Ophélie Simonin a déposé sur Facebook les Myrthen Lieder de Schumann (offerts en cadeau de mariage à Clara, si j'ai bien compris). Le premier de ces Lieder est Widmung, Dédicace, sur un texte de Friedrich Rückert*…
Elle ne peut pas savoir à quel point cette musique me troue le cœur. Elle a déposé ça ce matin, dans l'interprétation de Fischer-Dieskau et Jorg Demus. J'ai écouté les Lieder en entier, puis, évidemment, j'en suis vite revenu à Widmung, perdant pied, plongeant dans la douleur à une vitesse monstrueuse.
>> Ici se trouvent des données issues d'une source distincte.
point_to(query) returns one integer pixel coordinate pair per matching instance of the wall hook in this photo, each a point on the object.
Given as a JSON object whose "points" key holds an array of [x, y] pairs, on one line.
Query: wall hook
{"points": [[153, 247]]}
L'explosion de la fin, déchirante, comme un cœur ouvert à vif, et livré à des mains qu'on espère innocentes, m'arrache l'âme, me la fait sortir de la poitrine. Comment suis-je en état de supporter une telle émotion, je m'étonne moi-même ; je n'en aurais pas été capable il y a trente ans, et cette résistance m'inquiète.
Schumann est le musicien dangereux par excellence. On suffoque, devant de telles mélodies qui sont des maladies chantées. Et le plus étrange est que cette musique me bouleverse encore plus dans la transcription qu'en a donnée Liszt. Débarrassée de la vocalité et de ses affects, elle parvient au chant essentiel et impalpable, sublime : c'est à l'intérieur de nous que ça chante.
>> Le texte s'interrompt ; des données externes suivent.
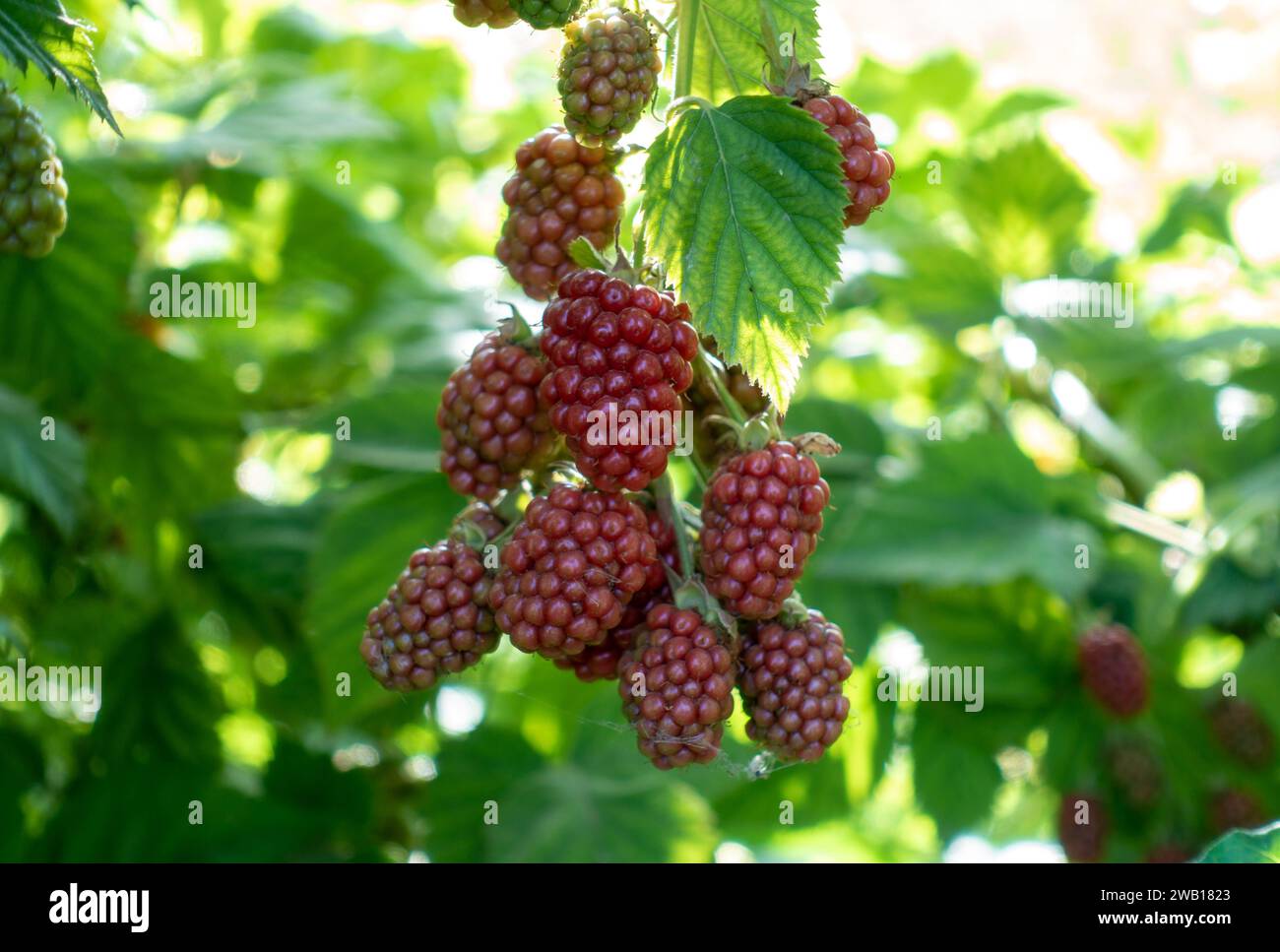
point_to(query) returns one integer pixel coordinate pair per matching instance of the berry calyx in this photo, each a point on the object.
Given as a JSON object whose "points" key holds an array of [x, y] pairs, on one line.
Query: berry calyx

La musique ne devrait-elle pas consoler ?
(*) Du meine Seele, du mein Herz,
Du meine Wonn' mein Schmerz,
Du meine Welt, in der ich lebe,
Mein Himmel du, darin ich schwebe,
O du mein Grab, in das hinab
Ich ewig meinen Kummer gab!
Du bist die Ruh, du bist der Frieden,
Du bist der Himmel, mir beschieden.
Daß du mich liebst, macht mich mir wert,
Dein Blick hat mich vor mir verklärt,
Du hebst mich liebend über mich,
Mein guter Geist, mein beßres Ich !
Toi mon âme, toi mon coeur,
Toi ma joie de vivre, toi ma peine,
Toi mon monde, dans lequel je vis,
Mon ciel c'est toi, auquel je suis suspendu,
O toi mon tombeau, dans lequel
Je déposerai pour toujours mon chagrin.
Tu es la tranquillité, tu es la paix,
Tu es le ciel qui m'est échu.
Que tu m'aimes, me rend digne,
Ton regard est la lumière de mes yeux,
Ton amour m'élève au-dessus de moi-même,
Mon bon esprit, mon meilleur moi !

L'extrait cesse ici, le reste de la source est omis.